MANY people may be blaming the current fall in the price of crude oil for the fall in the value of naira against the dollar, but as an economist, I would say that the demand for dollars is the major reason our local currency is falling.
The United States dollars is the major currency used in global trade, and the demand for the currency by importers is what determines the exchange rate.
In Nigeria, we import everything, from petroleum products, to used cars, building materials, electronic products, agricultural produce, among others. It is so unfortunate that we also import table water and tooth picks.
With all these, the demand for dollars by importers is usually high, and when the demand is high, price goes up.
Apart from importers who demand for dollars, Nigerian students who are studying abroad also demand for dollars to pay their tuition, as well as for their daily expenses abroad. It was once reported that Nigerian students pay over $1billion as tuition annually to foreign universities.
However, if we are to reduce our demand for the US greenback, then we need to produce more in the country so that we wouldn’t need to import again. Nigerians also need to have faith in our education system. If our children can’t gain admission into the government tertiary institutions, there are private universities that are as good as those in Europe and America. It is so shocking that Nigerian students have now flooded universities in Ghana, Togo and Benin, when they can easily study back at home.

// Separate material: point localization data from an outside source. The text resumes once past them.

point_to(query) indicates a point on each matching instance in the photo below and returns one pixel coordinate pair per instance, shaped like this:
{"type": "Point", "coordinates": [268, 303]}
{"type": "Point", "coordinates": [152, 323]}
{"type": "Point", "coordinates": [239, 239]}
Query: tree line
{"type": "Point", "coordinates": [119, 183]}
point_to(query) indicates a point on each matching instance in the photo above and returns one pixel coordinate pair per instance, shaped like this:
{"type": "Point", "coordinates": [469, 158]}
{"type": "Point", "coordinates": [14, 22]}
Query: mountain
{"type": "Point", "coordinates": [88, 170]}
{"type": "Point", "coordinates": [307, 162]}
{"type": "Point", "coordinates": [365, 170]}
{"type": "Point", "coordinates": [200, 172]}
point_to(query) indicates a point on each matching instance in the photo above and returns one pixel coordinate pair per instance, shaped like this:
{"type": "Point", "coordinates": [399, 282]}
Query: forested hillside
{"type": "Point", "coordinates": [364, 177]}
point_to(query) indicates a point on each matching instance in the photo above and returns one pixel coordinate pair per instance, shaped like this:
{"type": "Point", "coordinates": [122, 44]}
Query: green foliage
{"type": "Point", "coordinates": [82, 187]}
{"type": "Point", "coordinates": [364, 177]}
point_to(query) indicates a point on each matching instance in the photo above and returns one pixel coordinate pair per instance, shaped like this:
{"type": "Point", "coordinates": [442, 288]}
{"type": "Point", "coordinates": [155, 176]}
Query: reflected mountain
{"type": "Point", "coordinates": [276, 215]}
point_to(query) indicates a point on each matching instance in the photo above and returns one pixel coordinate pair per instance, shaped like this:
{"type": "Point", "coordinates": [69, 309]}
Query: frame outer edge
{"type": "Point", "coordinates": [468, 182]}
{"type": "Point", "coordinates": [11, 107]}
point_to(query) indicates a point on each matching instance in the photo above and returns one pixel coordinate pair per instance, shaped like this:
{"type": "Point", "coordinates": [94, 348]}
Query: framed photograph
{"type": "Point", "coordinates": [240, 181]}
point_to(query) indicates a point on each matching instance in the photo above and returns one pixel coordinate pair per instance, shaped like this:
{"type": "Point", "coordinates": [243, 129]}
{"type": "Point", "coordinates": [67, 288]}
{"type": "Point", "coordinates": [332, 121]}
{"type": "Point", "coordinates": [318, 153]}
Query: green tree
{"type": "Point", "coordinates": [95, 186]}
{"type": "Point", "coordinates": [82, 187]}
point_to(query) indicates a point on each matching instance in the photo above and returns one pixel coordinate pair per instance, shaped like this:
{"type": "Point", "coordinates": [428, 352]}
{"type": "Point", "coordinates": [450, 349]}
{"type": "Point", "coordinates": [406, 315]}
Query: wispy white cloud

In the area of trade, Nigeria is the country that imports the largest number of bags of rice in the world; we ‘ship’ our hard earned dollars to these Asian rice farmers when we can actually develop our agricultural sector.
In the areas of the importation of cars, we can make the automotive policy, which was made popular during the last administration work by producing more ‘Made in Nigeria’ cars, and then making the banks loan Nigerians money to acquire brand new cars, instead of the used cars we import from Europe.
We can do this for everything that we import, including petroleum products, which we can actually refine at home. When all these are in place, the demand for dollars will reduce, and then the fall of the naira will stabilise. I must, however, say that this is not a day’s job, as it requires long-term planning.
We should, therefore, start working towards becoming an export-oriented country, instead of an import-dependent one. However, the decision by the Central Bank of Nigeria (CBN) to license International Money Transfer Operators (IMTOs) will not help reduce the burden on the naira. Already, Travelex and other financial firms have been licensed to sell forex to Bureau De Change (BDCs), but as long as we keep importing everything into the country, our forex demand will continue to outweigh the supply by Travelex and other finance firms.
We, therefore, only need to produce more locally instead of importing those things we can produce in the country.